Thursday, December 11, 2008

The Milky Way

The Milky Way (Latin: Via Lactea) is a barred spiral galaxy; a gravitationally bound collection of roughly two hundred billion stars. As part of the Local Group of galaxies, the Milky Way is one of billions of galaxies in the observable universe and is the home galaxy of our Solar System. The plane of the Milky Way galaxy is visible from Earth as a band of light in the night sky, and it is the appearance of this band of light which has inspired the name for our galaxy. Our Sun is one of these stars and is located roughly 24,000 light years (or 8000 parsecs) from the center of our the Milky Way.

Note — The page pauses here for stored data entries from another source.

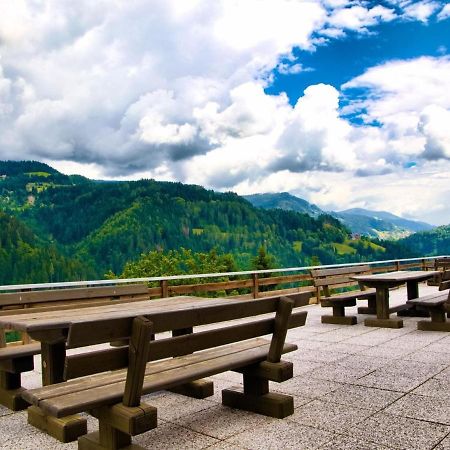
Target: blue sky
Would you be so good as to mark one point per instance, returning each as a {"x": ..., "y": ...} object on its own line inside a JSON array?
[
  {"x": 340, "y": 60},
  {"x": 345, "y": 103}
]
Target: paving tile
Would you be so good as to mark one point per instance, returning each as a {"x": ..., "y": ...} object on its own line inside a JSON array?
[
  {"x": 382, "y": 379},
  {"x": 444, "y": 444},
  {"x": 170, "y": 435},
  {"x": 173, "y": 406},
  {"x": 340, "y": 372},
  {"x": 431, "y": 409},
  {"x": 387, "y": 352},
  {"x": 329, "y": 416},
  {"x": 306, "y": 387},
  {"x": 351, "y": 443},
  {"x": 400, "y": 432},
  {"x": 342, "y": 347},
  {"x": 321, "y": 356},
  {"x": 428, "y": 356},
  {"x": 302, "y": 367},
  {"x": 222, "y": 422},
  {"x": 282, "y": 434},
  {"x": 434, "y": 387},
  {"x": 28, "y": 438},
  {"x": 362, "y": 397}
]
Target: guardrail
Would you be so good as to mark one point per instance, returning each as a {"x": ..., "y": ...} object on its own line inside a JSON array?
[{"x": 255, "y": 281}]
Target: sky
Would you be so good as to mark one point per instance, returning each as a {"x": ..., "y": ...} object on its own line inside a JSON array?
[{"x": 343, "y": 103}]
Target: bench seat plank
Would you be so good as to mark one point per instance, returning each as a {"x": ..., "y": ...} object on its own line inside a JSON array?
[
  {"x": 87, "y": 396},
  {"x": 429, "y": 300},
  {"x": 350, "y": 295},
  {"x": 19, "y": 351}
]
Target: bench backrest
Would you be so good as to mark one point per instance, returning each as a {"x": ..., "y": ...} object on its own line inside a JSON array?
[
  {"x": 91, "y": 294},
  {"x": 184, "y": 340},
  {"x": 445, "y": 281},
  {"x": 328, "y": 279}
]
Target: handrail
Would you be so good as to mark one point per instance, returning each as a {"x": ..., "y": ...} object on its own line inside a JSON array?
[{"x": 67, "y": 284}]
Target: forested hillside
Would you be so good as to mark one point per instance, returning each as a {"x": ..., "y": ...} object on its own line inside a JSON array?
[
  {"x": 107, "y": 224},
  {"x": 25, "y": 259},
  {"x": 435, "y": 242}
]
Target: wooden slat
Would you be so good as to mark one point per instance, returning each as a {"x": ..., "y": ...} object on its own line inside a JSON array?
[
  {"x": 339, "y": 271},
  {"x": 96, "y": 331},
  {"x": 154, "y": 367},
  {"x": 19, "y": 351},
  {"x": 116, "y": 358},
  {"x": 281, "y": 325},
  {"x": 85, "y": 400},
  {"x": 137, "y": 360},
  {"x": 71, "y": 294}
]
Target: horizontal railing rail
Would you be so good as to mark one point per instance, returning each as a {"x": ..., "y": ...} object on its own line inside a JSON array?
[
  {"x": 245, "y": 284},
  {"x": 377, "y": 266}
]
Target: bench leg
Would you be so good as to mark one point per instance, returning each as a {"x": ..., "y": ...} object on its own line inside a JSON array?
[
  {"x": 339, "y": 316},
  {"x": 195, "y": 389},
  {"x": 371, "y": 307},
  {"x": 65, "y": 429},
  {"x": 11, "y": 391},
  {"x": 438, "y": 320},
  {"x": 255, "y": 397},
  {"x": 116, "y": 425}
]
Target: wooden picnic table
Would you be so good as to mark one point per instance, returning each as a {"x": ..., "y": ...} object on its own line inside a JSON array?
[
  {"x": 382, "y": 282},
  {"x": 52, "y": 330}
]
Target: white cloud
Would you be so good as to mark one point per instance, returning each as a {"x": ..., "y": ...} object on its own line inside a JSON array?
[
  {"x": 444, "y": 13},
  {"x": 175, "y": 90},
  {"x": 421, "y": 10}
]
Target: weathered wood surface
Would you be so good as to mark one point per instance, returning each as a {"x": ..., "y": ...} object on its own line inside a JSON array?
[{"x": 108, "y": 389}]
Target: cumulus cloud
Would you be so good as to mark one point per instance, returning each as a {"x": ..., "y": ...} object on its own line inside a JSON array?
[
  {"x": 444, "y": 13},
  {"x": 176, "y": 90}
]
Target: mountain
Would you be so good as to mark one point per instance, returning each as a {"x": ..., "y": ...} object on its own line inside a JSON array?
[
  {"x": 435, "y": 242},
  {"x": 284, "y": 200},
  {"x": 381, "y": 224},
  {"x": 25, "y": 258},
  {"x": 376, "y": 224},
  {"x": 106, "y": 225}
]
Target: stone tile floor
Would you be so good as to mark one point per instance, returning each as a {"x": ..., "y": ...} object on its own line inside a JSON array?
[{"x": 354, "y": 387}]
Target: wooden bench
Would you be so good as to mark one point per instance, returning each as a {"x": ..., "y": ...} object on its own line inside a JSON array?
[
  {"x": 16, "y": 359},
  {"x": 327, "y": 280},
  {"x": 441, "y": 264},
  {"x": 177, "y": 363},
  {"x": 437, "y": 305}
]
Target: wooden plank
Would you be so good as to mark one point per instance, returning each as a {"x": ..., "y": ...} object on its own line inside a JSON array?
[
  {"x": 206, "y": 287},
  {"x": 137, "y": 359},
  {"x": 102, "y": 379},
  {"x": 69, "y": 294},
  {"x": 116, "y": 358},
  {"x": 281, "y": 325},
  {"x": 339, "y": 271},
  {"x": 88, "y": 399},
  {"x": 19, "y": 351},
  {"x": 95, "y": 331}
]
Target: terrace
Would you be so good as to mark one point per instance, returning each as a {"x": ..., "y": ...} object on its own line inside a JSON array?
[{"x": 354, "y": 387}]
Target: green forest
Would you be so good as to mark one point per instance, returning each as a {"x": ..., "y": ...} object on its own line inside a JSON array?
[{"x": 61, "y": 228}]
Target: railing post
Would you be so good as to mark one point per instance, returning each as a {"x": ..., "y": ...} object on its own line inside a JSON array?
[
  {"x": 164, "y": 288},
  {"x": 255, "y": 288}
]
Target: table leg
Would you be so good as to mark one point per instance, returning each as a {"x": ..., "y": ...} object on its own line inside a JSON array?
[
  {"x": 383, "y": 319},
  {"x": 199, "y": 388},
  {"x": 412, "y": 288},
  {"x": 65, "y": 429}
]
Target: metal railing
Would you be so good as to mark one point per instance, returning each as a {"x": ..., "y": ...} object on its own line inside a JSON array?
[{"x": 250, "y": 279}]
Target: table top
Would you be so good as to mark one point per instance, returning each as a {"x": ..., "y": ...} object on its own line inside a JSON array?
[
  {"x": 46, "y": 320},
  {"x": 398, "y": 276}
]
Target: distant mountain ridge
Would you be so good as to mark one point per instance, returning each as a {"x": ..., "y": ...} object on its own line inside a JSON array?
[
  {"x": 378, "y": 224},
  {"x": 284, "y": 200}
]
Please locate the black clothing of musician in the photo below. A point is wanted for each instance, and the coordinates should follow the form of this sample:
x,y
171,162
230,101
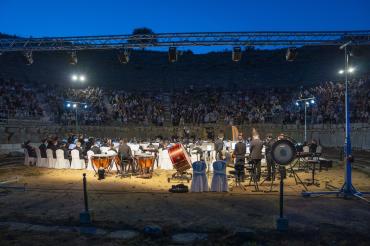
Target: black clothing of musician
x,y
95,149
256,146
269,161
219,145
239,152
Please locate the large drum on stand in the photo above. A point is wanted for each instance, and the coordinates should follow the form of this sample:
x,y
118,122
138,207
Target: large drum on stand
x,y
180,161
145,163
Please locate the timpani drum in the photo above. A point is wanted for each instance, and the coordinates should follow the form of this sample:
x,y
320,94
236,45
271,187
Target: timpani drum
x,y
145,163
102,161
179,158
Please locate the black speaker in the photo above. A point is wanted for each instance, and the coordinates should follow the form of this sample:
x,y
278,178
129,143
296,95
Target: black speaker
x,y
283,151
237,54
172,54
291,54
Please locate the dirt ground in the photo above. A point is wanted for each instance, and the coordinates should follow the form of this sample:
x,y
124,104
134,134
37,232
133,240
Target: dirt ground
x,y
55,197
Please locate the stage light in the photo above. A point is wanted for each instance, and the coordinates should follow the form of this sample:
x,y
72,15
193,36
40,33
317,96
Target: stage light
x,y
237,54
291,54
73,58
29,57
124,56
172,54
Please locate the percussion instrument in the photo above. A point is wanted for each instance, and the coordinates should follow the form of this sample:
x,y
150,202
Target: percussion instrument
x,y
179,158
283,151
145,163
102,161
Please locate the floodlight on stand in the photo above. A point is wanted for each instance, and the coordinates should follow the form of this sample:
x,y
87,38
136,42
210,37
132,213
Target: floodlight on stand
x,y
172,54
237,54
73,58
291,54
29,57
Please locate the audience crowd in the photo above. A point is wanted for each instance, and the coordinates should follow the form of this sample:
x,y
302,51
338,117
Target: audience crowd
x,y
190,106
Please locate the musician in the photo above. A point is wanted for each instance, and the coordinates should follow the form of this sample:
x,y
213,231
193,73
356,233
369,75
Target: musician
x,y
239,153
269,161
31,150
42,148
256,146
219,145
95,148
80,150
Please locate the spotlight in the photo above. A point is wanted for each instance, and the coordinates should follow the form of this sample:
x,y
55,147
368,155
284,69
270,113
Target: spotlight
x,y
291,54
29,57
73,58
237,54
172,54
124,57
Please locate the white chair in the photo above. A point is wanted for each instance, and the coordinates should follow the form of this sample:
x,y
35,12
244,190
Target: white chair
x,y
199,183
76,162
40,162
50,159
28,161
219,179
89,163
61,163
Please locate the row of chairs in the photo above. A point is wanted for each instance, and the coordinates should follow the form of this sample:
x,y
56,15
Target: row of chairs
x,y
59,162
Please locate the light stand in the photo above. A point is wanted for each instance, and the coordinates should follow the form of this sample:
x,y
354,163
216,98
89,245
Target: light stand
x,y
347,190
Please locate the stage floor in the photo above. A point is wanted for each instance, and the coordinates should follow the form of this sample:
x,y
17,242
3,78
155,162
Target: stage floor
x,y
55,196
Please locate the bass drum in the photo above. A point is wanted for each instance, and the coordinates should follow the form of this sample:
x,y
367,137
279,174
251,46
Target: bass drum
x,y
283,151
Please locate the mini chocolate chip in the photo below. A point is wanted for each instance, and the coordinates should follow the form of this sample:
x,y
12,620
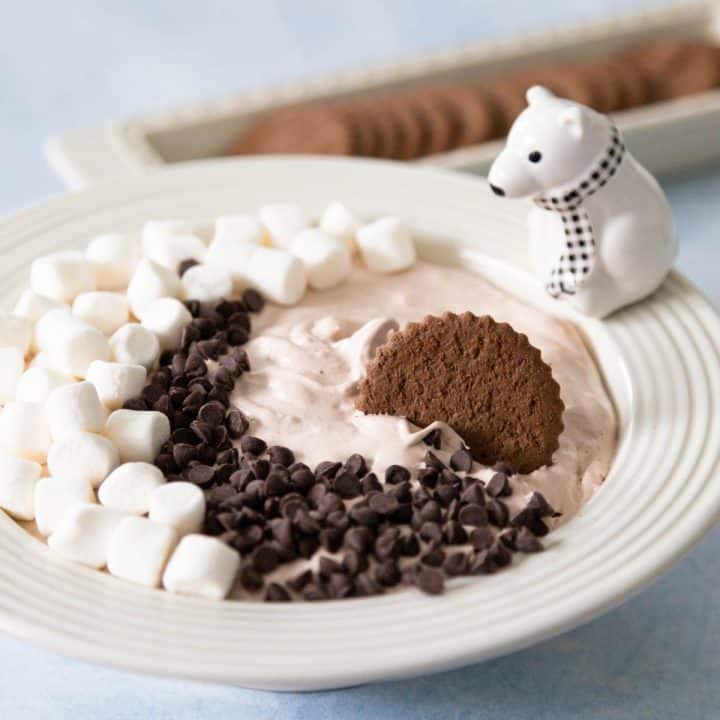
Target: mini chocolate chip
x,y
236,423
473,515
387,573
431,511
356,465
300,581
434,557
433,461
201,475
364,516
183,453
481,538
433,438
461,460
498,486
281,455
251,579
253,300
212,413
276,593
354,562
456,564
497,513
277,483
253,445
409,545
385,504
431,532
500,555
428,477
265,559
396,474
455,533
473,495
430,581
371,483
347,486
327,470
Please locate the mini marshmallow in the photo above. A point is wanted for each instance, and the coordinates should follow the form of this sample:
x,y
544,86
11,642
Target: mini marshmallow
x,y
238,228
36,384
386,246
75,407
201,566
116,382
135,345
15,331
83,535
326,258
18,478
233,255
24,430
283,222
61,276
104,310
139,549
33,306
179,504
48,327
138,434
169,251
83,455
12,364
129,487
278,275
74,345
114,258
167,318
149,282
339,222
55,496
206,283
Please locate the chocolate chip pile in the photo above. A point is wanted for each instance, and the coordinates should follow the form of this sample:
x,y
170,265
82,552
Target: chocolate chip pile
x,y
439,118
415,528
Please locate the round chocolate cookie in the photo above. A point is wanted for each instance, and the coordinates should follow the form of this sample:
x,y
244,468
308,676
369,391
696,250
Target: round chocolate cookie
x,y
312,129
481,377
473,114
677,67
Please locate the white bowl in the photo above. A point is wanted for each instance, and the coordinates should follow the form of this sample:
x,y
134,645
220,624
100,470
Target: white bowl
x,y
660,360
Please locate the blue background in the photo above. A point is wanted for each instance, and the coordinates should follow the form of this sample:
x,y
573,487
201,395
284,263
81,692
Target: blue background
x,y
67,64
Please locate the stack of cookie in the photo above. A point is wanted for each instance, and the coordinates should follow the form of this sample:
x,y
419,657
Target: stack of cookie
x,y
435,119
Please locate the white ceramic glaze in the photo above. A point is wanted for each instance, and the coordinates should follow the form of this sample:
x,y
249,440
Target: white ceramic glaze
x,y
660,359
601,234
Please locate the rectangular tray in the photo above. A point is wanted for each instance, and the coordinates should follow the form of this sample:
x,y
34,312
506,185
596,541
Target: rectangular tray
x,y
667,137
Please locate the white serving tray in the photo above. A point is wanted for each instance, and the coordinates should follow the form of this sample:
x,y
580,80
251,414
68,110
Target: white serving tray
x,y
666,137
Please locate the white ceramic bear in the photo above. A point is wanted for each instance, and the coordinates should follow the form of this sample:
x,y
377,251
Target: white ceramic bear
x,y
601,234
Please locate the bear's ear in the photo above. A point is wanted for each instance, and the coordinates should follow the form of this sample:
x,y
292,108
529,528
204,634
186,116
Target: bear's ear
x,y
574,119
537,93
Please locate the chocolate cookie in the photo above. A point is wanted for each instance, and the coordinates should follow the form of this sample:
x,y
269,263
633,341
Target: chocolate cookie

The Milky Way, along with Andromeda Galaxy, is the most massive member of the the Local Group and has a system of satellite galaxies. Viewed from the Earth, the Milky Way galaxy appears in the night sky as a hazy band of white light which originates from stars and other material that lie within the galactic plane. The center of the galaxy is in the direction of Sagittarius. The stellar disk of the Milky Way galaxy is approximately 100,000 light-years in diameter, and is believed to be, on average, about 1,000 ly (9.5×1015 km) thick and is estimated to contain at least 200 billion stars.

The age of the Milky Way is estimated to be about 13.2 billion years, nearly as old as the universe itself. This estimate is based on research by a team of astronomers in 2004 using the UV-Visual Echelle Spectrograph of the Very Large Telescope to measure, for the first time, the beryllium content of two stars in globular cluster NGC 6397.